One situation where using cudaDeviceSynchronize() is appropriate would be when you have several cudaStreams running, and you would like to have them exchange some information. A real-life case of this is parallel tempering in quantum Monte Carlo simulations. In this case, we would want to ensure that every stream has finished running some set of instructions and gotten some results before they start passing messages to each other, or we would end up passing garbage information. The reason using this command slows the program so much is that cudaDeviceSynchronize() forces the program to wait for all previously issued commands in all streams on the device to finish before continuing (from the CUDA C Programming Guide). As you said, kernel execution is normally asynchronous, so while the GPU device is executing your kernel the CPU can continue to work on some other commands, issue more instructions to the device, etc., instead of waiting. However when you use this synchronization command, the CPU is instead forced to idle until all the GPU work has completed before doing anything else. This behaviour is useful when debugging, since you may have a segfault occuring at seemingly "random" times because of the asynchronous execution of device code (whether in one stream or many). cudaDeviceSynchronize() will force the program to ensure the stream(s)'s kernels/memcpys are complete before continuing, which can make it easier to find out where the illegal accesses are occuring (since the failure will show up during the sync).
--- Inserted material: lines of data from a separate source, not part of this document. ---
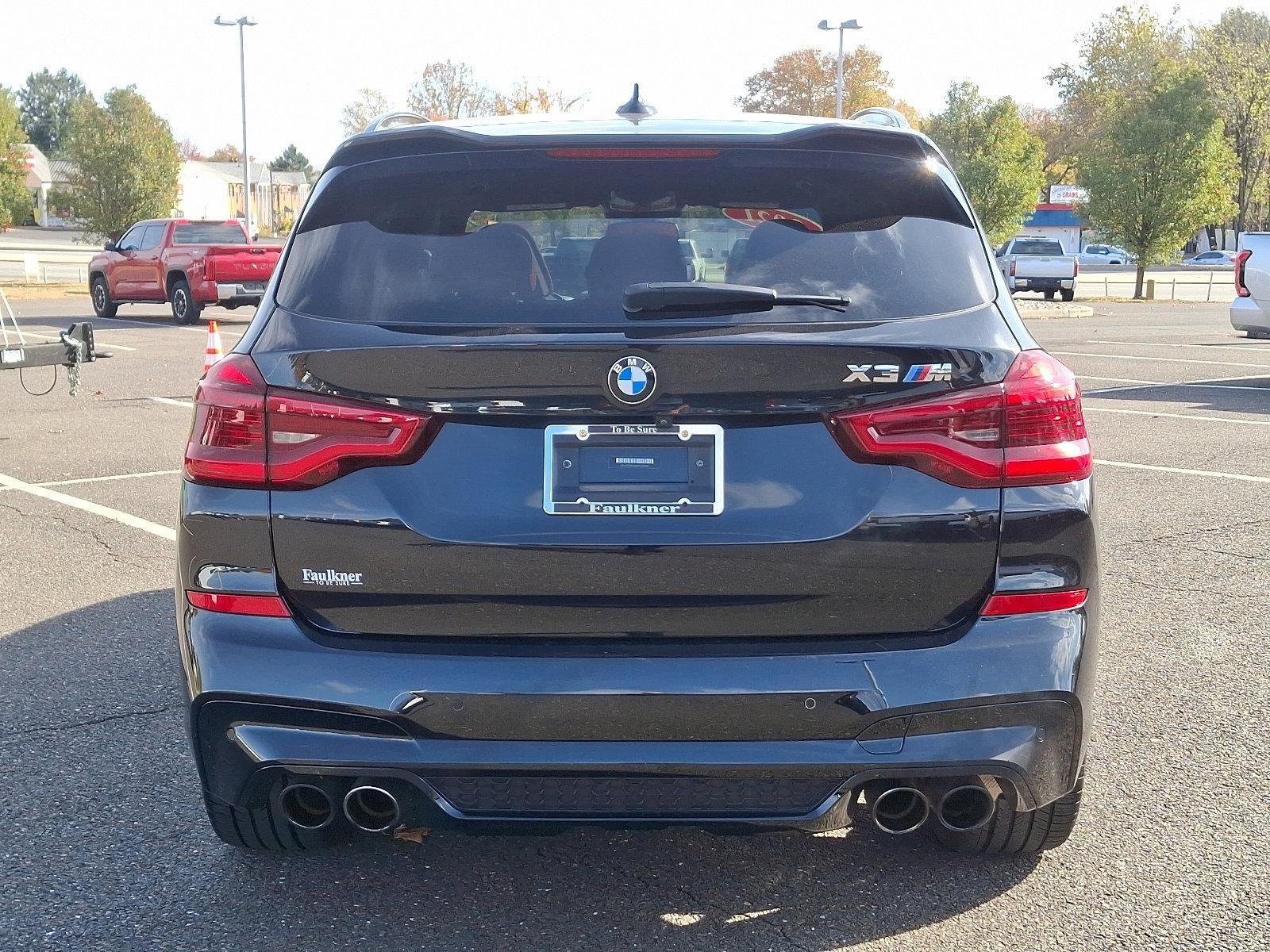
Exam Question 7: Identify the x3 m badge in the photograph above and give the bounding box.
[842,363,952,383]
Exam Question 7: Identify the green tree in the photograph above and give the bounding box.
[1078,69,1234,298]
[1195,6,1270,231]
[17,70,87,156]
[339,89,392,136]
[66,86,180,239]
[737,46,917,120]
[923,83,1045,244]
[0,86,32,228]
[269,144,314,179]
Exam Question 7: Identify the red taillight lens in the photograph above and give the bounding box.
[828,351,1094,489]
[1234,249,1253,297]
[548,148,719,159]
[980,589,1090,616]
[186,590,291,618]
[186,354,432,490]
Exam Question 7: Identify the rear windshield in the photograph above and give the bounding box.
[278,150,995,325]
[1014,239,1063,255]
[171,221,246,245]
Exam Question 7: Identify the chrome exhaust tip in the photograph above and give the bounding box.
[872,787,931,835]
[935,783,997,833]
[344,785,402,833]
[278,783,335,830]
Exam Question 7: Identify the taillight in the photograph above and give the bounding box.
[1234,249,1253,297]
[979,589,1090,617]
[186,590,291,618]
[828,351,1094,489]
[186,354,433,490]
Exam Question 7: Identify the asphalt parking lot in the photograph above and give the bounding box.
[0,297,1270,950]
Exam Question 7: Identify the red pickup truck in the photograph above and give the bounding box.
[87,218,282,324]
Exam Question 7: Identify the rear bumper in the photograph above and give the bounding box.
[1230,297,1270,332]
[179,603,1096,823]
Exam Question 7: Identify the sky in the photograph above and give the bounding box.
[0,0,1249,167]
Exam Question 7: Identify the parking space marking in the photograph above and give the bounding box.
[0,472,176,542]
[1084,340,1270,353]
[1094,459,1270,482]
[1050,351,1270,370]
[1084,406,1270,427]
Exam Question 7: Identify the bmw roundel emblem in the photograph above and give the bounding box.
[608,357,656,404]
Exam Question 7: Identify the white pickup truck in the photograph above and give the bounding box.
[1230,231,1270,338]
[997,235,1081,301]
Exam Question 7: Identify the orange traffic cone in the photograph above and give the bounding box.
[203,321,225,373]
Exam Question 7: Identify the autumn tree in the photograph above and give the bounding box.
[494,80,587,116]
[269,144,314,179]
[66,86,180,239]
[925,83,1045,244]
[737,46,916,125]
[207,144,243,165]
[0,86,32,228]
[339,89,392,136]
[1195,6,1270,237]
[1080,61,1234,298]
[406,60,498,119]
[17,70,87,156]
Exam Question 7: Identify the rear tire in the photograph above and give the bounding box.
[203,783,348,853]
[931,777,1084,854]
[87,274,119,317]
[171,278,203,324]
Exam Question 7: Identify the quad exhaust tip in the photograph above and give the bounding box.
[872,787,931,836]
[935,783,997,833]
[344,785,402,833]
[278,783,335,830]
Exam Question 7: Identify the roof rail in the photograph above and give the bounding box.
[847,106,913,129]
[362,113,428,132]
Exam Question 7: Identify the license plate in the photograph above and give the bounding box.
[542,423,722,516]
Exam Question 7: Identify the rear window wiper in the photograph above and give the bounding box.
[622,281,851,320]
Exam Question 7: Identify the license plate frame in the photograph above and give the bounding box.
[542,423,724,516]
When you want your GPU to start processing some data, you typically do a kernal invocation.
When you do so, your device (The GPU) will start to doing whatever it is you told it to do. However, unlike a normal sequential program on your host (The CPU) will continue to execute the next lines of code in your program. cudaDeviceSynchronize makes the host (The CPU) wait until the device (The GPU) have finished executing ALL the threads you have started, and thus your program will continue as if it was a normal sequential program.
In small simple programs you would typically use cudaDeviceSynchronize, when you use the GPU to make computations, to avoid timing mismatches between the CPU requesting the result and the GPU finising the computation. To use cudaDeviceSynchronize makes it alot easier to code your program, but there is one major drawback: Your CPU is idle all the time, while the GPU makes the computation. Therefore, in high-performance computing, you often strive towards having your CPU making computations while it wait for the GPU to finish.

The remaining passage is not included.